What is your advice for guaranteeing lean documentation and avoiding over-engineering and over-documenting?
Goff: This is highly dependent on the organization you work for and their approach to compliance risk. For example, it would be challenging to create lean documentation in an organization that documents every detail. From the reverse perspective, giving an organization a lot of detail when they’re already lean would also be challenging. If you have identified opportunities for lean documentation, it doesn’t hurt to have a conversation with the project manager or process owner to align on best practices or potential lean activities. More documentation is not always better and can lead to unnecessary questions from internal and external auditors. Direct and to-the-point documentation that tells the whole story, while meeting the regulation, has been a successful approach in my experience.
What is your opinion about using green packaging product? How do you balance between cost, ruggedness, and recyclability while designing the packaging?
Goff: First priority is always patient safety. Second priority is compliance to the quality system in which you work. If both priorities are met, then you can start exploring different materials and identifying sustainable packaging opportunities. With that being said, it’s important to understand how the packaging will be used by the end user and if they have the ability to recycle the materials. This is something that should be explored when identifying user needs. Recyclable packaging materials can create a competitive advantage as well as decrease the cost and carbon footprint of some hospital systems. This information can then be used to justify a premium cost for innovative recyclable packaging materials.

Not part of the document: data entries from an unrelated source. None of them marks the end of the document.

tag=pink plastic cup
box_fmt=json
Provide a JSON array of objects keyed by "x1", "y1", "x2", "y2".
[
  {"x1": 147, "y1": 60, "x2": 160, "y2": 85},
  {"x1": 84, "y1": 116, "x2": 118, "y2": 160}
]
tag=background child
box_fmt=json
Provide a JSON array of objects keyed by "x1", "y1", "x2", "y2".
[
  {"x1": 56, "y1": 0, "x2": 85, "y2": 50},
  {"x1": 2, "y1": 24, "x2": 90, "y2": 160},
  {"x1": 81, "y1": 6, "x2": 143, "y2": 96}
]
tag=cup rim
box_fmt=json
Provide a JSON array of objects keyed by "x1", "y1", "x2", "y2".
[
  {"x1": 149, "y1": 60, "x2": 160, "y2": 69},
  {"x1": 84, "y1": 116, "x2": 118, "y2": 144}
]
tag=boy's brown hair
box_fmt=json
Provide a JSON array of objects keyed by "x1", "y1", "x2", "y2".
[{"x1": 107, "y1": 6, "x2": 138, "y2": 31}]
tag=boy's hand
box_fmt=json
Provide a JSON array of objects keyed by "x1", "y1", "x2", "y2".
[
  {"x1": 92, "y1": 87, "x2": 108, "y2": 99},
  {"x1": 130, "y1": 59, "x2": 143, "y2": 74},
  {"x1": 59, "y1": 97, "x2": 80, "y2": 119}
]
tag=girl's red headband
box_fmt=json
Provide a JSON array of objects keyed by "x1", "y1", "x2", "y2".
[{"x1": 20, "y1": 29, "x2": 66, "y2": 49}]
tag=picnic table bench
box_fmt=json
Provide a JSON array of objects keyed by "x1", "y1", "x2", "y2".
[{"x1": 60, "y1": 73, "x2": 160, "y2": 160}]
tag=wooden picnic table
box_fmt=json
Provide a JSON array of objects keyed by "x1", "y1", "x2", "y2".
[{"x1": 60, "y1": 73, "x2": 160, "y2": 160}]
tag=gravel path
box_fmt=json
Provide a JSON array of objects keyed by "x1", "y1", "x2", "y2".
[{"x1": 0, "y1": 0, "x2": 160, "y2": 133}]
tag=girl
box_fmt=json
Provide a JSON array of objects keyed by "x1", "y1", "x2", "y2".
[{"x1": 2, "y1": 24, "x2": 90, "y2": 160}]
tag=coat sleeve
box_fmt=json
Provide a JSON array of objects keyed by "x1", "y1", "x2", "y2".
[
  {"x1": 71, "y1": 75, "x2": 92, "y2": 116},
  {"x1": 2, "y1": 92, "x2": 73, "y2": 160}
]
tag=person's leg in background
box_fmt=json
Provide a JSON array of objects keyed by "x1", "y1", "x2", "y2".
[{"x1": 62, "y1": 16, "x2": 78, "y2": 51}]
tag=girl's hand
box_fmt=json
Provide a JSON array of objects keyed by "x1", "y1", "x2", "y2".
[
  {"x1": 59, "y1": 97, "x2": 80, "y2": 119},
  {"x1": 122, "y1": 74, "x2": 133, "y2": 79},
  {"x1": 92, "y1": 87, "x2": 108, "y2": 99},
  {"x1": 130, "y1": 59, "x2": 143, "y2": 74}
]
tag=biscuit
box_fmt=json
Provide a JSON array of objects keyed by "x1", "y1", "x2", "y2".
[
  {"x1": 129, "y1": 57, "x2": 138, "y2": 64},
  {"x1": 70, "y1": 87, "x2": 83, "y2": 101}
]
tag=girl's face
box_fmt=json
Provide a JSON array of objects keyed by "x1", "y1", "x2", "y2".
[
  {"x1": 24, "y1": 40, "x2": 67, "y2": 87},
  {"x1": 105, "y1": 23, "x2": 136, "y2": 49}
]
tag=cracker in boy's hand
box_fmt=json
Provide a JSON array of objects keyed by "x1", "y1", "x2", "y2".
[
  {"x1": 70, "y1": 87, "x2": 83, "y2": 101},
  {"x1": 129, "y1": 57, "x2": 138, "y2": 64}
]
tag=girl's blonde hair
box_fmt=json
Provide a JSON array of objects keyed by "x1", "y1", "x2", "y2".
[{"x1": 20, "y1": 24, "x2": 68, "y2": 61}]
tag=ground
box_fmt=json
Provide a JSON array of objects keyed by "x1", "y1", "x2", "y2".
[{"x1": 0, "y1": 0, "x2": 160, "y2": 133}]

In your experience, how have you dealt with long established parts that are not meeting drawing dimensions? In the past 5 lots, the supplier hasn't been able to meet the drawing on PET-to-Tyvek pouches. Supplier has a positive shipment history with items now out of spec for over 10 years. There have been no material, equipment, or supplier changes or supplier process or equipment related changes. How would one create a solid rationale to relax drawing without repeated DV testing? Supplier is having difficulty in finding root cause.
Goff: It is a red flag that there have been no issues for 10 years and then suddenly products are out of spec consecutively. It might make sense to review the internal process as well as the supplier’s process. Have there been changes in inspector personnel, measurement equipment, or inspection procedures that may be giving different results? If all checks out internally, it is critical that the supplier partners with you to identify root cause or at a minimum share resources to help you through the process. If a thorough root cause investigation has been completed internally and with the supplier, and there has been no resolution, it may benefit you to start with tolerances as opposed to the dimension itself. Some questions to ask yourself: What are the tolerances? Are the tolerances consistent across all packaging materials? Are other suppliers able to meet those tolerances? If you find that increasing tolerances within the drawing is the solution, a justification must be created to document how the change would not impact form, fit, or function. In my experience, the best way to do this is by looking across multiple product families and identifying any risks or lack thereof in those dimensions. This is also a great opportunity to partner with cross-functional team members within your organization to brainstorm ideas on how to solve the problem.